Spike Lee retorna ao cinema com um grande filme, que funciona em muitas camadas.

8,0

Após lançar um punhado de filmes que quase ninguém viu, Spike Lee volta aos holofotes após a sua obra-prima lançada em 2002, A Última Noite, onde analisava e humanizava o comportamento de um futuro presidiário uma noite antes dele ir para a cadeia. O Plano Perfeito é mais um filme inspirado pelo grandioso clássico Um Dia de Cão, com Al Pacino. Na superfície, mais uma obra técnica sobre engenhosidades criminosas. Nesse sentido, é um filme ordinário, mas felizmente, se analisarmos um pouco mais a fundo, vamos ver que além do excelente trabalho técnico por trás do esforço de levar esse filme às telas (como usualmente acontece com o diretor), há aqui também um algo mais, implícito em diversos de seus personagens, que merece ser observado.

Um dia normal em Nova York. Um ousado assalto a banco. Dezenas de reféns dentro da agência e outras dezenas de peritos e policiais fora dela. Demora um bocado até o detetive Keith (Denzel Washington) e consequentemente o espectador descobrirem que há algo mais por trás daquilo tudo do que um “simples” assalto à banco. O bandido Dalton (Clive Owen, que já mais do que confirmou sua boa reputação para papéis grossos) tem carisma e parece ser um desafio à altura para a engenhosa NYPD e seus detetives especializados. Enquanto isso, o dono da rede de agências bancárias tem um segredo que não pode deixar escapar de suas mãos, e contrata Madeline (Jodie Foster, em papel menor do que acostumada a ter) para certificar-se que ele não fugirá juntamente com os bandidos.
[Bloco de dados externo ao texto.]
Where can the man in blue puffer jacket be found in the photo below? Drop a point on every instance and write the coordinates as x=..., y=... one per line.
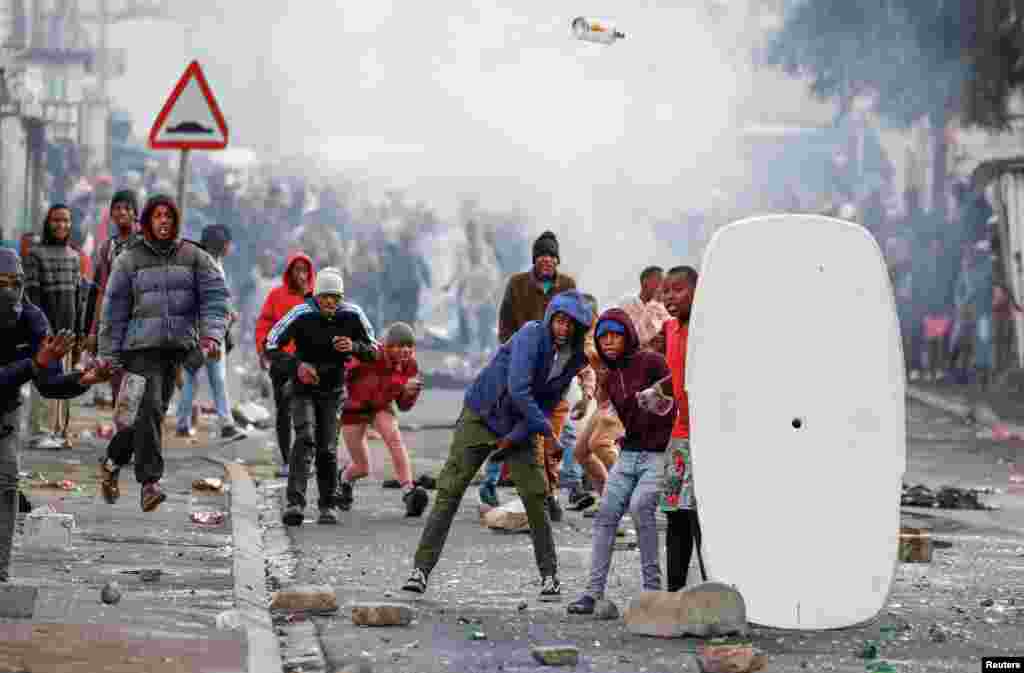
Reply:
x=505, y=408
x=166, y=304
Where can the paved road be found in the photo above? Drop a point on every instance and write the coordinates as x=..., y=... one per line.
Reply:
x=487, y=581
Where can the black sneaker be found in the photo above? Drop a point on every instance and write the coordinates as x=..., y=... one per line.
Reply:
x=417, y=582
x=328, y=515
x=551, y=589
x=416, y=501
x=427, y=481
x=554, y=509
x=293, y=515
x=581, y=500
x=582, y=605
x=343, y=496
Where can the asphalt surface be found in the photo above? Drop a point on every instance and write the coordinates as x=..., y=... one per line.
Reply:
x=968, y=602
x=487, y=581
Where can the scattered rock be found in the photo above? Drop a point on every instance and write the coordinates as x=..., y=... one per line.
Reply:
x=111, y=593
x=382, y=615
x=361, y=666
x=706, y=610
x=937, y=633
x=251, y=413
x=556, y=656
x=209, y=485
x=914, y=546
x=17, y=601
x=605, y=610
x=311, y=598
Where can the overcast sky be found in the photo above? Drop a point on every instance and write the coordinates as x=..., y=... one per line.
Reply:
x=482, y=97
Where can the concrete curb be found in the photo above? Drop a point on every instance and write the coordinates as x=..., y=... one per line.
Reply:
x=250, y=575
x=980, y=413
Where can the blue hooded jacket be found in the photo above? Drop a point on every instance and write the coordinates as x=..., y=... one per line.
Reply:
x=19, y=341
x=513, y=394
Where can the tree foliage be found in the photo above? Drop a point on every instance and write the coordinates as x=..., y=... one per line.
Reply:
x=935, y=58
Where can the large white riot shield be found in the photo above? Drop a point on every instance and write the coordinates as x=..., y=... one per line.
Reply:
x=796, y=383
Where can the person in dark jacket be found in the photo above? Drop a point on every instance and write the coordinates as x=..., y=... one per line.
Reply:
x=327, y=332
x=526, y=297
x=124, y=212
x=165, y=304
x=508, y=404
x=633, y=485
x=28, y=352
x=216, y=241
x=52, y=276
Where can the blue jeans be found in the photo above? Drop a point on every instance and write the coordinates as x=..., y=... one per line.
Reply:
x=570, y=474
x=216, y=371
x=633, y=487
x=493, y=473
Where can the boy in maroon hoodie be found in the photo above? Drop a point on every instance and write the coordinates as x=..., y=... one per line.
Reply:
x=633, y=484
x=374, y=389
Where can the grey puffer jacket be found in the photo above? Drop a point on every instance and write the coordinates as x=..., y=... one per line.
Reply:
x=166, y=296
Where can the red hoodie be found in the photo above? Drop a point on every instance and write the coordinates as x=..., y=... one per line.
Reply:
x=374, y=385
x=633, y=372
x=281, y=300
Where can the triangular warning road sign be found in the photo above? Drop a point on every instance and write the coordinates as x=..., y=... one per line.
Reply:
x=190, y=118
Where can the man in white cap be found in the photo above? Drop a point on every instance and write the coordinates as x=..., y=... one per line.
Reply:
x=327, y=332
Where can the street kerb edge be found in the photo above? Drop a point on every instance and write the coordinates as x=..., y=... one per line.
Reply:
x=249, y=572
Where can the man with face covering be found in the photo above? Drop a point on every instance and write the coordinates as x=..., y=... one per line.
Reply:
x=52, y=282
x=124, y=213
x=327, y=332
x=526, y=298
x=166, y=302
x=28, y=352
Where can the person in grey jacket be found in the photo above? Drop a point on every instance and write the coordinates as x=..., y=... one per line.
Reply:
x=166, y=304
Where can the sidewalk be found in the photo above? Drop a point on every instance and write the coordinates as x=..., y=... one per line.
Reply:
x=169, y=624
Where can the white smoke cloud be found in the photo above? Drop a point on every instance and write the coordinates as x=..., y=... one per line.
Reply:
x=485, y=97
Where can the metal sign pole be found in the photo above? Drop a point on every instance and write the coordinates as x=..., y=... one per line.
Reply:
x=182, y=183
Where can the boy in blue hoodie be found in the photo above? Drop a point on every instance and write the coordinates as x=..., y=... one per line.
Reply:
x=508, y=405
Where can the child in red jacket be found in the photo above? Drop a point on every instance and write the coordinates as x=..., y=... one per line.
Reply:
x=374, y=390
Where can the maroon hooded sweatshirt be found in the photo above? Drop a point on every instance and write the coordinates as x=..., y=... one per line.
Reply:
x=633, y=372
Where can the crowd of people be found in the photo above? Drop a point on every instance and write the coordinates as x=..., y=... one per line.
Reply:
x=574, y=398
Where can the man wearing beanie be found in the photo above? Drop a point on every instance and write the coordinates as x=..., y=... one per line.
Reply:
x=526, y=298
x=375, y=390
x=328, y=332
x=216, y=241
x=124, y=212
x=165, y=304
x=52, y=282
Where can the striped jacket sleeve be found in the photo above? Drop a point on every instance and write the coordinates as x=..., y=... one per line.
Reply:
x=281, y=335
x=214, y=300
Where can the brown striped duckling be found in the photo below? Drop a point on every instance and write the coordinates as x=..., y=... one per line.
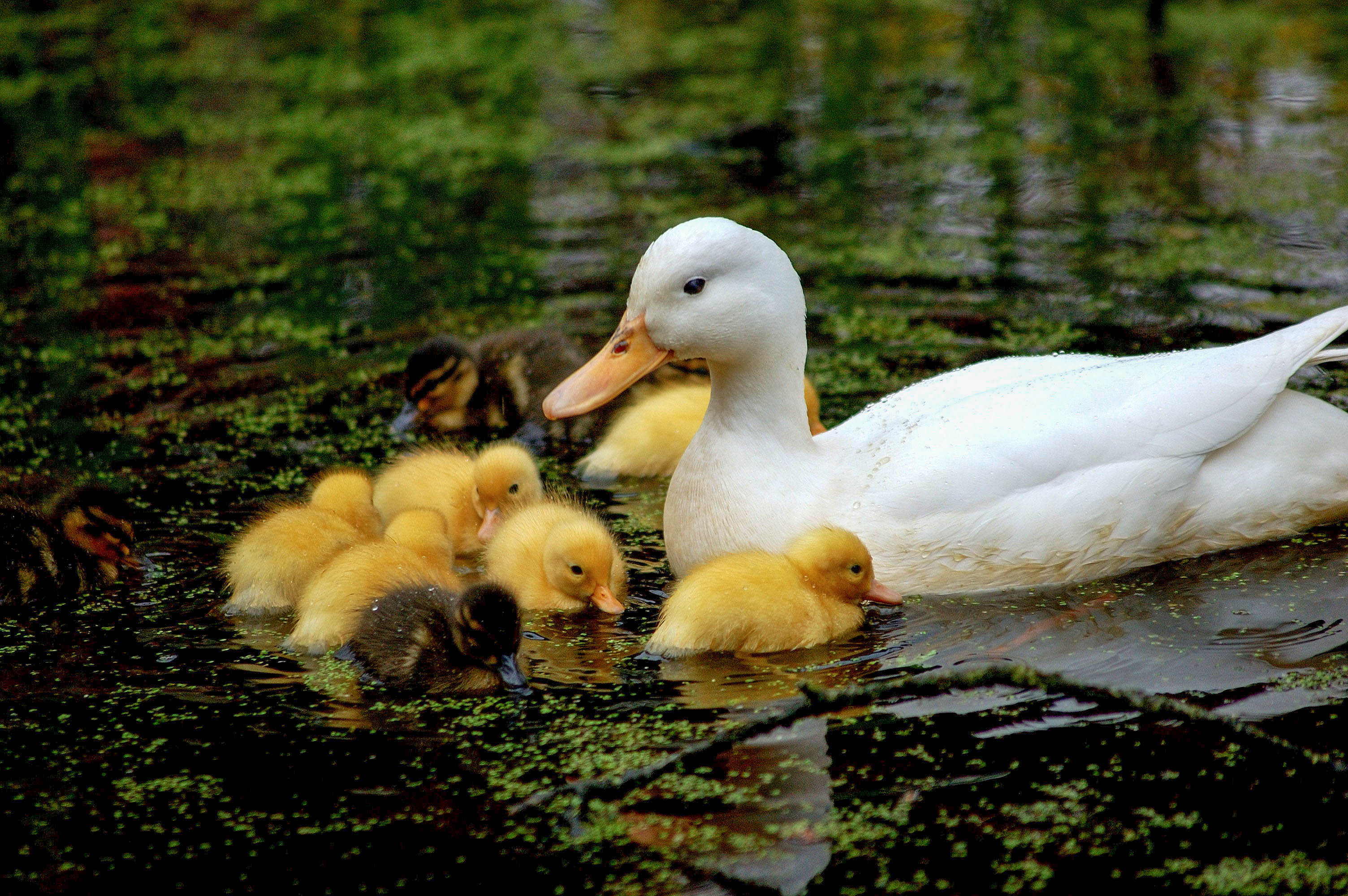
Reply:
x=474, y=495
x=272, y=562
x=415, y=550
x=650, y=435
x=86, y=539
x=761, y=603
x=498, y=382
x=557, y=557
x=431, y=639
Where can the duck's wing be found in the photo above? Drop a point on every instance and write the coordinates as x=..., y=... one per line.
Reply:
x=975, y=437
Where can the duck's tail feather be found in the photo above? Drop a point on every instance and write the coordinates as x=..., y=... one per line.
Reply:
x=1339, y=353
x=1307, y=343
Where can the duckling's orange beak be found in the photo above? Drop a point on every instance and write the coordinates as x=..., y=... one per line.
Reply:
x=603, y=599
x=882, y=594
x=629, y=356
x=491, y=521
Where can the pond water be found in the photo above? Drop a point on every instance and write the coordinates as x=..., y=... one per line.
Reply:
x=225, y=224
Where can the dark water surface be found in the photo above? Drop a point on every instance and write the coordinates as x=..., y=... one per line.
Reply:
x=225, y=223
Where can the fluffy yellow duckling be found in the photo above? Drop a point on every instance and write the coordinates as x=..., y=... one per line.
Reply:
x=557, y=557
x=415, y=550
x=474, y=495
x=649, y=437
x=764, y=603
x=276, y=558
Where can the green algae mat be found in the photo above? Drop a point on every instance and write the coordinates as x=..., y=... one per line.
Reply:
x=224, y=224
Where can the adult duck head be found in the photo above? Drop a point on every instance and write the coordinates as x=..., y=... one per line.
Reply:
x=707, y=289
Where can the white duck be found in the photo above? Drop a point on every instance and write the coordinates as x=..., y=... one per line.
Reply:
x=1014, y=472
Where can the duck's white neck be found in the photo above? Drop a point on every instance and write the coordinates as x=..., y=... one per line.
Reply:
x=762, y=399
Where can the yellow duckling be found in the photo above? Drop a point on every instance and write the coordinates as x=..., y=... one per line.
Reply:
x=557, y=557
x=415, y=550
x=273, y=561
x=764, y=603
x=649, y=437
x=474, y=495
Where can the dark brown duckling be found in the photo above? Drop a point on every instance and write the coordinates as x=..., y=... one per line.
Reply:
x=499, y=382
x=431, y=639
x=86, y=539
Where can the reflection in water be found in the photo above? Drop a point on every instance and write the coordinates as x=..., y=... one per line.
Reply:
x=1220, y=624
x=761, y=825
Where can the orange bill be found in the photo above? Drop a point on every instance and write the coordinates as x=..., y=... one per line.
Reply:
x=629, y=356
x=603, y=599
x=882, y=594
x=491, y=522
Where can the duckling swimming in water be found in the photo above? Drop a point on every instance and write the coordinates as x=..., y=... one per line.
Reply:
x=276, y=558
x=429, y=639
x=86, y=539
x=474, y=495
x=557, y=557
x=650, y=435
x=498, y=382
x=415, y=550
x=764, y=603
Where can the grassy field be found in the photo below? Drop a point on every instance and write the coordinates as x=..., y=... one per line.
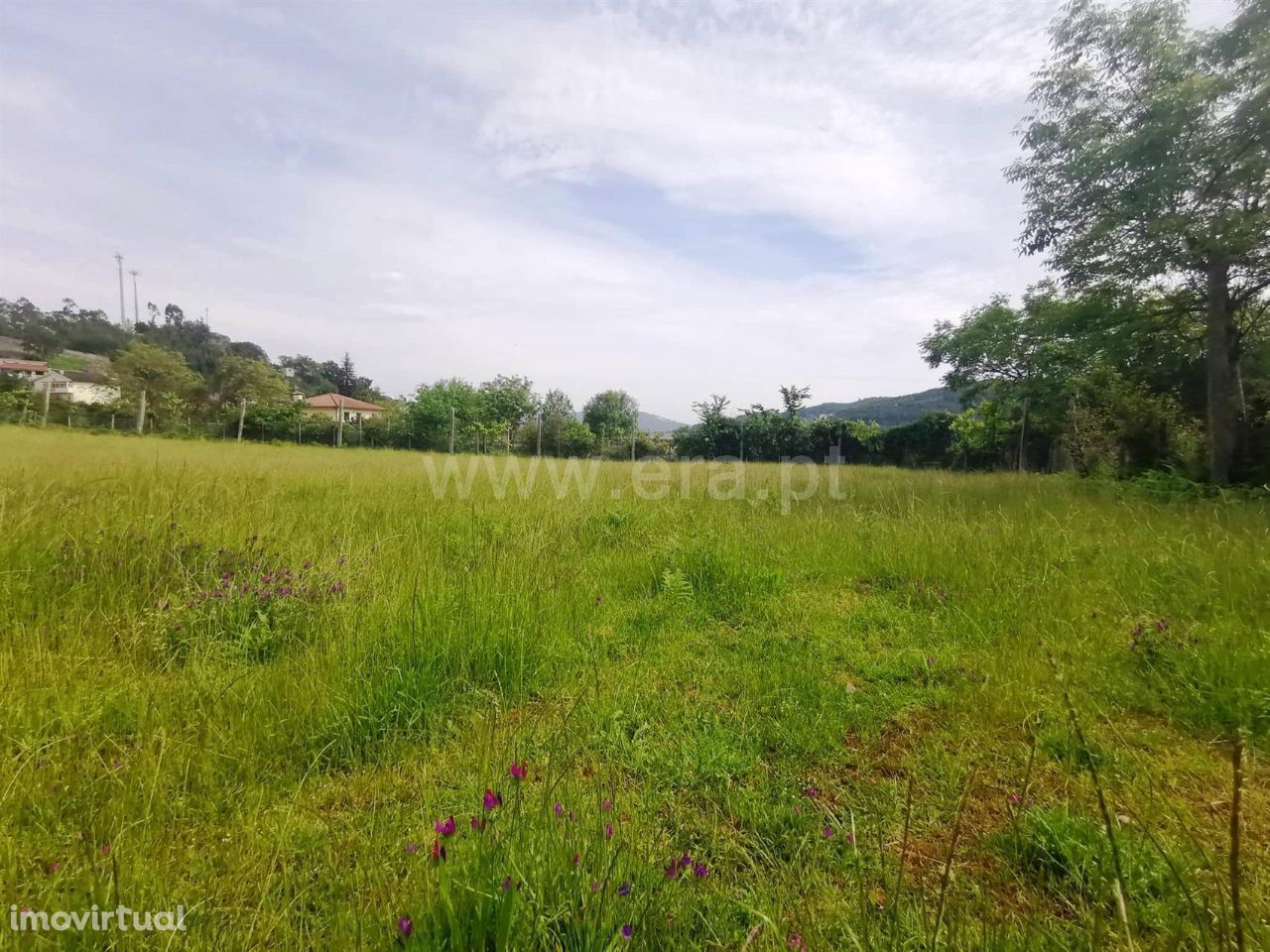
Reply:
x=254, y=682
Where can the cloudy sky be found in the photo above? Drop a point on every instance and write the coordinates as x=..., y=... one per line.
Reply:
x=675, y=197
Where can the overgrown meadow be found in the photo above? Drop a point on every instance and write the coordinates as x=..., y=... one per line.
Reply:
x=294, y=692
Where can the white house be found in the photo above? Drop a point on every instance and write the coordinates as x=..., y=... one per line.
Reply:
x=76, y=386
x=331, y=405
x=24, y=370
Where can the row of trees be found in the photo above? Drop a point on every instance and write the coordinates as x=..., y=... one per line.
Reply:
x=190, y=373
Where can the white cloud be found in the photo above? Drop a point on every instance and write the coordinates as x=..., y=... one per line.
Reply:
x=386, y=179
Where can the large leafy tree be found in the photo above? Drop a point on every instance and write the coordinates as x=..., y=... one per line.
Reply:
x=254, y=381
x=429, y=413
x=1147, y=160
x=611, y=413
x=507, y=402
x=162, y=373
x=307, y=375
x=347, y=380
Há aí, como é óbvio observar, uma rede muito grande de intrigas, interesses e sub-enredos. O assalto ao banco serve, assim, apenas como uma cortina para todas essas tramas menores, mas não menos interessantes. Nesse momento fica fácil ver por que Spike Lee é um diretor diferenciado. Ele sabe criar, a partir de situações urbanas clichês, boas análises do comportamento humano. Também é bom descobrir que ele não se repetiu em sua carreira, limitando-se a analisar os efeitos do racismo: o ser humano pode ser tão mais sujo com outros temas. Em O Plano Perfeito, ninguém é perfeito, todos possuem seus segredos e mentiras, não há heróis nem bandidos. Todos querem levar o seu ou se safar no final. Desde o simples operário até o prefeito da cidade: a corrupção está em todo lugar, e é ela a válvula propulsora dos contos de Spike.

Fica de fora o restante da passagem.